Watkins stayed in Mississippi, even as many other SNCC workers pulled out of the state after the 1964 Summer Project. “I stayed here in Mississippi, my home, and continued to try and organize people … to keep the Movement alive.” Using lessons he learned in the 1960s, Watkins formed Southern Echo in 1989 with Mike Sayer, a white lawyer and one-time SNCC worker, and Leroy Johnson, from Holmes County who was just five when Watkins worked there in 1963. Watkins described Southern Echo as “a leadership development, education, and training institute” designed to support and unite local “black-based, black-led” organizations. “We wanted to build a small, lean, mean Echo,” explained Mike Sayer, “which would help to develop independent grassroots community organizations.”

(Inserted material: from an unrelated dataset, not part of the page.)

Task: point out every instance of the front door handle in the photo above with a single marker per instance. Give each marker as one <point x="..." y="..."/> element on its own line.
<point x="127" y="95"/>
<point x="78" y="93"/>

Southern Echo began working in the Mississippi Delta in the early 1990s. Thirty years after the 1960s Civil Rights Movement, Mississippi had 890 Black elected officials, more than any other state. But in the Delta, many of the problems the Movement faced persistently remained. Unemployment steadily rose, and by the 1990s, it hovered between 16-18 percent–twice what it was in 1960. According to former SNCC activist Mike Miller, Black elected officials “could do little to improve the quality of life for a vast majority of the Black people of their cities.” They were “left to preside over the division of an ever-shrinking pie.” Other problems, like housing, health care, toxic waste, and education, continue to plague Black communities in the region.

The organizers in Southern Echo wanted to create local movements to address these problems. They realized that “fighting racism now means developing ways to dismantle the domination and control by the white community of the black community,” which “requires empowering the black community so that is owns the knowledge and information to impact policy and hold the political, economic, educational systems accountable.”

For instance, in the early nineties, Southern Echo spearheaded a redistricting movement to combat the gerrymandering of voting districts that splintered the Black vote. Twenty new Black state legislators were elected in 1992 thanks to the efforts of “hundreds of grassroots citizens” who worked in the Mississippi Redistricting Coalition. As a whole, these new elected representatives were much more accountable to the people’s needs and demands than their predecessors.

“In the 1980s it seemed there was nobody us little folk had to turn to,” explained Mamie Cotton, one of seven staff members for Southern Echo (and whose husband, MacArthur Cotton, worked for SNCC in the early sixties). “When I found what they were doing in Southern Echo, trying to help communities help themselves, I can’t explain how I felt — it was like I’d received my first million!” Southern Echo has helped revive grassroots organizing in Mississippi. Like COFO in the early sixties, Echo continues to pull together local activist groups in an attempt to make radical changes at the local and regional levels.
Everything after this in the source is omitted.